New Delhi: San Francisco entrepreneur Ira Bodnar, founder of the advertising technology startup Ryze, has publicly accused Anthropic’s Claude AI of rendering her company obsolete almost overnight. In a candid post on X (formerly Twitter), Bodnar described waking up to discover that her fast-growing business had collapsed after Claude introduced new features that directly competed with her product.
Ryze had built an AI agent designed to automate ad management across Google and Meta platforms. The tool allowed clients to grant access to their accounts, enabling the system to manage campaigns seamlessly. Within just two months of launch, Bodnar reported securing several hundred paying customers and achieving a 70% deal close rate. However, when Claude AI, alongside another AI company Manus, rolled out connectors for Meta Ads, Ryze’s competitive edge evaporated. Bodnar said her close rate plummeted to 20%, effectively making her product category redundant.
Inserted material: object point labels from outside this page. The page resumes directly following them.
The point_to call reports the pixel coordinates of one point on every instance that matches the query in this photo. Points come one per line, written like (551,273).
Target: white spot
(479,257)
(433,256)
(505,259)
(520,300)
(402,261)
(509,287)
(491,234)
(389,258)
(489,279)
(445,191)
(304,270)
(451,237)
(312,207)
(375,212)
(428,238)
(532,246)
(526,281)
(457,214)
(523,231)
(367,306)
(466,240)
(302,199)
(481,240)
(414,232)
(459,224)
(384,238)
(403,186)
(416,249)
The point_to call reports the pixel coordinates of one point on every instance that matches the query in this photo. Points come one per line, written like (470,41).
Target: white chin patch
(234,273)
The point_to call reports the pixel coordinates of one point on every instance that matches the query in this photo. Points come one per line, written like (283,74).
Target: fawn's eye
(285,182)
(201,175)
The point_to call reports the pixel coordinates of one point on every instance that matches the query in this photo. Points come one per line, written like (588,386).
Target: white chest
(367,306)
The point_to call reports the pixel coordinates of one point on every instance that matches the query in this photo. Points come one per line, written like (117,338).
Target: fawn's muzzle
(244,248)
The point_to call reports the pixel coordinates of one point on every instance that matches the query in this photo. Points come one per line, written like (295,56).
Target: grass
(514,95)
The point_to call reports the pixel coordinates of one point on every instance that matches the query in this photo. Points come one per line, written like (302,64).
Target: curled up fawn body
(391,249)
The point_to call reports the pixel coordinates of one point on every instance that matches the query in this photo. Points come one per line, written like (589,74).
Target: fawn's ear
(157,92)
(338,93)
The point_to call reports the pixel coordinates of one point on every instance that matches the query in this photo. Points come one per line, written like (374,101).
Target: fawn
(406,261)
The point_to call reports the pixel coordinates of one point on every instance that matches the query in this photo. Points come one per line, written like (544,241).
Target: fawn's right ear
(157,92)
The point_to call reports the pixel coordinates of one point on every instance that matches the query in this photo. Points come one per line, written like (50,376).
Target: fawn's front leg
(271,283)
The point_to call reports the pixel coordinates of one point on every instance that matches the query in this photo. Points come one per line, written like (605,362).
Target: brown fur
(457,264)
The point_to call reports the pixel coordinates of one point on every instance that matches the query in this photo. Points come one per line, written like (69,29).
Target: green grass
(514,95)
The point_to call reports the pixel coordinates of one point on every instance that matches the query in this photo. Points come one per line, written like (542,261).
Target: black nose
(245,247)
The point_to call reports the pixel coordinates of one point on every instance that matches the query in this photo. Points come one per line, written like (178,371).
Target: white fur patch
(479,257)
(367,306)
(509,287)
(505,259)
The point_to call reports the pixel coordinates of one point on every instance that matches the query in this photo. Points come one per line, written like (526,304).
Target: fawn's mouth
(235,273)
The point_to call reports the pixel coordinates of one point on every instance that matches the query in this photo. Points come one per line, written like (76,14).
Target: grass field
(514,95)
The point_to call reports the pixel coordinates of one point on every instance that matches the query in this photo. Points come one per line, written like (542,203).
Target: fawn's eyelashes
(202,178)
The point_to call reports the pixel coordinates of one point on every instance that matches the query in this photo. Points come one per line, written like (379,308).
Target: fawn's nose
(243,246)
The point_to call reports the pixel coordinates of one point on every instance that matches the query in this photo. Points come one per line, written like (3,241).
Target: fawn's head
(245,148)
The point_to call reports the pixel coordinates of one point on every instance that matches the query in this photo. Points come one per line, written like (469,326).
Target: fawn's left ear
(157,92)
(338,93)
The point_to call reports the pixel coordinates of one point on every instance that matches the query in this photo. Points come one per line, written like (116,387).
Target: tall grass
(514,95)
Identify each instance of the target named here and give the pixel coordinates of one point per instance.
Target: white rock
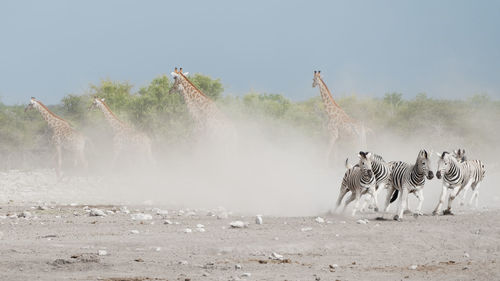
(161, 212)
(141, 217)
(276, 256)
(97, 213)
(258, 219)
(222, 215)
(238, 224)
(319, 220)
(25, 215)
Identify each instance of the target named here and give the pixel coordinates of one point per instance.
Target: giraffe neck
(51, 118)
(115, 123)
(334, 111)
(197, 102)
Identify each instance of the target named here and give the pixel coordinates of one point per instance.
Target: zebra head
(444, 164)
(365, 163)
(424, 164)
(459, 154)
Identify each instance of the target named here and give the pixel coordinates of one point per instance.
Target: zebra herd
(372, 174)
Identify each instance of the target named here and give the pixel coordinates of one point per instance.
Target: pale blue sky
(444, 48)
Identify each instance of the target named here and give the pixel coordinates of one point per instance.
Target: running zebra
(459, 154)
(458, 176)
(382, 171)
(406, 178)
(358, 180)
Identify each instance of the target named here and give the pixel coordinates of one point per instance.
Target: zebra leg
(356, 205)
(464, 195)
(402, 204)
(342, 193)
(450, 201)
(390, 191)
(441, 201)
(349, 200)
(420, 196)
(475, 195)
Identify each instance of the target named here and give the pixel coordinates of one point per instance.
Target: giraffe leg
(58, 161)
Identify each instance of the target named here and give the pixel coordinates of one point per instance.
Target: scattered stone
(161, 212)
(141, 217)
(276, 256)
(238, 224)
(258, 219)
(222, 215)
(97, 213)
(25, 215)
(319, 220)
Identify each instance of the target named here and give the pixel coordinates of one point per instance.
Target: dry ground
(62, 243)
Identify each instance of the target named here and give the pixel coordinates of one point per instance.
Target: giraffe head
(96, 102)
(33, 103)
(177, 75)
(316, 78)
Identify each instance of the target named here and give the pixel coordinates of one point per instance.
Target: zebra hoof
(448, 213)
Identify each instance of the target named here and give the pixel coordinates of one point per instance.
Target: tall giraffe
(209, 120)
(63, 135)
(338, 121)
(125, 138)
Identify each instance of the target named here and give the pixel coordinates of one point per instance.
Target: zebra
(382, 170)
(358, 180)
(406, 178)
(458, 176)
(459, 154)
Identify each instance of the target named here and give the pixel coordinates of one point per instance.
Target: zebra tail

— Ira Bodnar (@irabukht) February 23, 2026
In her post, Bodnar wrote: “I woke up today and Claude killed my startup. We got several hundred paying clients in 2 months, was growing like crazy. One Claude/Manus feature and our close rate dropped from 70% to 20%. Claude just made our entire product category obsolete.”
She explained that while Claude currently cannot make direct changes to ad accounts and lacks access to Google Ads, its analytical capabilities already overlap with Ryze’s offering. Bodnar warned that within months, Claude would likely expand its functionality, leaving little room for independent tools like hers. She painted a picture of a near future where marketers simply instruct Claude to “launch a million-dollar ad campaign” and the AI executes flawlessly, eliminating the need for specialized SaaS platforms.
Beyond her own company’s collapse, Bodnar raised broader concerns about the future of marketing technology. She predicted that several categories of the go-to-market (GTM) stack would soon be disrupted. Outreach automation and infrastructure, she argued, are “dead soon,” as AI agents will be able to independently set up domains and run campaigns. Creative tools for small businesses may also vanish, with Meta and Google expected to generate ad creatives directly inside their platforms. Conversely, she suggested that enterprise-level workflows, customer data platforms, and complex engagement systems for large brands would remain resilient.
Despite the setback, Bodnar emphasised that her team had already begun pivoting. Ryze is now focusing on building complex workflows for large ad agencies managing hundreds of accounts, as well as offering AI-native services to small businesses. She noted that while tools may die, “the hustle doesn’t,” stressing that human marketers with taste, storytelling instincts, and brand-building skills will remain essential in an AI-driven landscape.